Physical Oceanography

Water may be the most obvious component of Stellwagen Bank. Currents, tides and storms work with shape of the Bank, seasonal changes in light levels and nutrients to form the habitat used by all the local inhabitants. But this richness does not stand alone. The nutrient rich currents that feed this habitat come from somewhere else.

Stellwagen lies at the southern end of the Gulf of Maine, a semi-protected body of water open to the Atlantic by the Great South Channel. Currents, flowing off the Atlantic, sweep counter clockwise through the Gulf gathering nutrients (and pollutants) from the rivers running to the coasts of Canada and New England. Minerals from rivers and the decaying bodies of marine plants and animals drift down, with gravity, to the cool currents below. As these deep currents run into obstructions, like Cape Cod and Stellwagen Bank, they are forced upward.

This process, called upwelling, fertilizes the sun-drenched surface waters creating the perfect habitat for drifting marine plants or, phytoplankton. This growth, in turn, will add to the richness of the Gulf’s currents, creating a cycle of nutrients: each local habitat within the Gulf gives energy to the currents and each habitat receives energy from the currents.

A cross section of water on Stellwagen, from the surface to the bottom, shows that the properties of the water are not the same throughout. These properties change with the seasons. Layers of water, separated by temperature (with the warmer, less dense waters on top), salinity and nutrient content form at different times. In a simplified model, the long days of summer create a surface layer of warm water, separated from the cooler, deep waters by the thermocline. This stratification breaks down through the storms of Fall: strong winds churn the seas creating a well-mixed water column where temperature, salinity and nutrients are similar from the surface to the bottom.

Spring

Well mixed water, from winter storms, begins to warm near the surface; strengthening sun and nutrients create the strongest bloom of phytoplankton for the year.

Summer

The sun-drenched upper layer has separated from the cooler depths (thermocline); nutrients within the upper layer are used up by the explosion of phytoplankton.

Fall

With less sun and more wind, the thermocline of summer breaks down.

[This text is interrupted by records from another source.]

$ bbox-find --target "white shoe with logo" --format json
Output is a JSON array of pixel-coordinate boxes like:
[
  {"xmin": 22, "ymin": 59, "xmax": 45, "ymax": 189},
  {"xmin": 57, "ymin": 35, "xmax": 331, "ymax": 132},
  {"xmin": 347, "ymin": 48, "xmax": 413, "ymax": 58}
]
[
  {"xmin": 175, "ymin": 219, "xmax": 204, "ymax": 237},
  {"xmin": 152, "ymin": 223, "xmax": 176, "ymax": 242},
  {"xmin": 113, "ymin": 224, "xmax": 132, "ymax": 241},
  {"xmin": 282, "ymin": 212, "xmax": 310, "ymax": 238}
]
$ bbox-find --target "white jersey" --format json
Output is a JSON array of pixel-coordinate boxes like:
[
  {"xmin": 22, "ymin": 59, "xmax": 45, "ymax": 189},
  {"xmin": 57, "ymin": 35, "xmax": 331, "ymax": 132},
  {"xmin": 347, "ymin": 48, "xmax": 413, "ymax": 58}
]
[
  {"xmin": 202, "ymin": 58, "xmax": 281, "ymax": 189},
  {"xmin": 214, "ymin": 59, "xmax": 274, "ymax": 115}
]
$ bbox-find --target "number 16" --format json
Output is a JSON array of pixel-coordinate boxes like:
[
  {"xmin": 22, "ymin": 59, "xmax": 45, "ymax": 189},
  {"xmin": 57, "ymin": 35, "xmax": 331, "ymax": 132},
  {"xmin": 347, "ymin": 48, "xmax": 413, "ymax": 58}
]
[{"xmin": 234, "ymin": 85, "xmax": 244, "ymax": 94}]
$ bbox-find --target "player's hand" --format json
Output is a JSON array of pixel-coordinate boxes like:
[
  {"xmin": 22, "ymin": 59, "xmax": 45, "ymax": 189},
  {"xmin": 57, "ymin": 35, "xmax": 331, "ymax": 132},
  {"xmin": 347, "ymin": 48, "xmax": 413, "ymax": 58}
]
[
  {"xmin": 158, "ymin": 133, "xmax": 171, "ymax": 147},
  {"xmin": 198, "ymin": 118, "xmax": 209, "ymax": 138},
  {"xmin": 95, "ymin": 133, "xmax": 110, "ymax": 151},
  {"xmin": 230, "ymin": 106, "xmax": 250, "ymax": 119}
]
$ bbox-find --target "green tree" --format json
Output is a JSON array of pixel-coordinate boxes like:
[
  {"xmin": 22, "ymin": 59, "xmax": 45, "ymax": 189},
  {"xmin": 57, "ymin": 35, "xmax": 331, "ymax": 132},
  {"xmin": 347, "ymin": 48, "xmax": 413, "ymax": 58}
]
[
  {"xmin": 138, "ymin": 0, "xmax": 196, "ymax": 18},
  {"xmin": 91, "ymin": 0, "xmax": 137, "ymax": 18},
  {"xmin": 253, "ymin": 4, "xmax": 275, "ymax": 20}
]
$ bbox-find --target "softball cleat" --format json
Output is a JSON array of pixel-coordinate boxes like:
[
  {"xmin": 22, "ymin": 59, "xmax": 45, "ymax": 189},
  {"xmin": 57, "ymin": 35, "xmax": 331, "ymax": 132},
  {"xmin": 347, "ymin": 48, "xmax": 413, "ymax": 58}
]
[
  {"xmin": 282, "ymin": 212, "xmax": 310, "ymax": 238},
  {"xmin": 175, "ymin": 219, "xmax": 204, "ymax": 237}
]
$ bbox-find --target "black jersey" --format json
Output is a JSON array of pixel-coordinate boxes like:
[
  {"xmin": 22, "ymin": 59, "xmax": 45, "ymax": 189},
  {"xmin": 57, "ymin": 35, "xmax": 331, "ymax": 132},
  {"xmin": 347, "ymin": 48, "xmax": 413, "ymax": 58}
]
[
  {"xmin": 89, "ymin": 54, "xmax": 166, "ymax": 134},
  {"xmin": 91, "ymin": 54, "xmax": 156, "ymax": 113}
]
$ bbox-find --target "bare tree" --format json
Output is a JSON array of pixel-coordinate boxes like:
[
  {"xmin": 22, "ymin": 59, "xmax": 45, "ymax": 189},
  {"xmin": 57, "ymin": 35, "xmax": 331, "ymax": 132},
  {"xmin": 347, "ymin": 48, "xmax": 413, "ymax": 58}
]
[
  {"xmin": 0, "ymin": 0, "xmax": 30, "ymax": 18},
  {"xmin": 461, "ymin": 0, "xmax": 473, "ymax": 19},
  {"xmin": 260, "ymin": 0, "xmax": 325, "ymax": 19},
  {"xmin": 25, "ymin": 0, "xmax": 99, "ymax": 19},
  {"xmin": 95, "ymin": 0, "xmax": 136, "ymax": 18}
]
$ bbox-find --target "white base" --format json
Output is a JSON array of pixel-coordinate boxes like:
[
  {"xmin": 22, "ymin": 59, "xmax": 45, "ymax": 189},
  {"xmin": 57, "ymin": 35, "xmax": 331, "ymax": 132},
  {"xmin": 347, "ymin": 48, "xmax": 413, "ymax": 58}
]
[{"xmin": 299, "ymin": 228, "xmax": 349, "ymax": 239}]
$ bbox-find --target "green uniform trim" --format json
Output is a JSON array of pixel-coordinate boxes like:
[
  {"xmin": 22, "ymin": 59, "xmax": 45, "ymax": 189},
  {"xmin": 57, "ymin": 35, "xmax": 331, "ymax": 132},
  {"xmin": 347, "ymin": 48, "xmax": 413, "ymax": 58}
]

Unused nutrients from the bottom layer circulate to the surface creating a new, brief bloom of phytoplankton.

Winter

With few hours of sun and intense storms nutrients, temperature and salinity are the same throughout the water column. Phytoplankton numbers are at their lowest.

Changes in the composition of water, caused by weather, seasons and bathymetry (shape of the sea floor) are the basis of marine environments. These changes are key to understanding the lives of marine organisms, from right whales to copepods, clams to cod.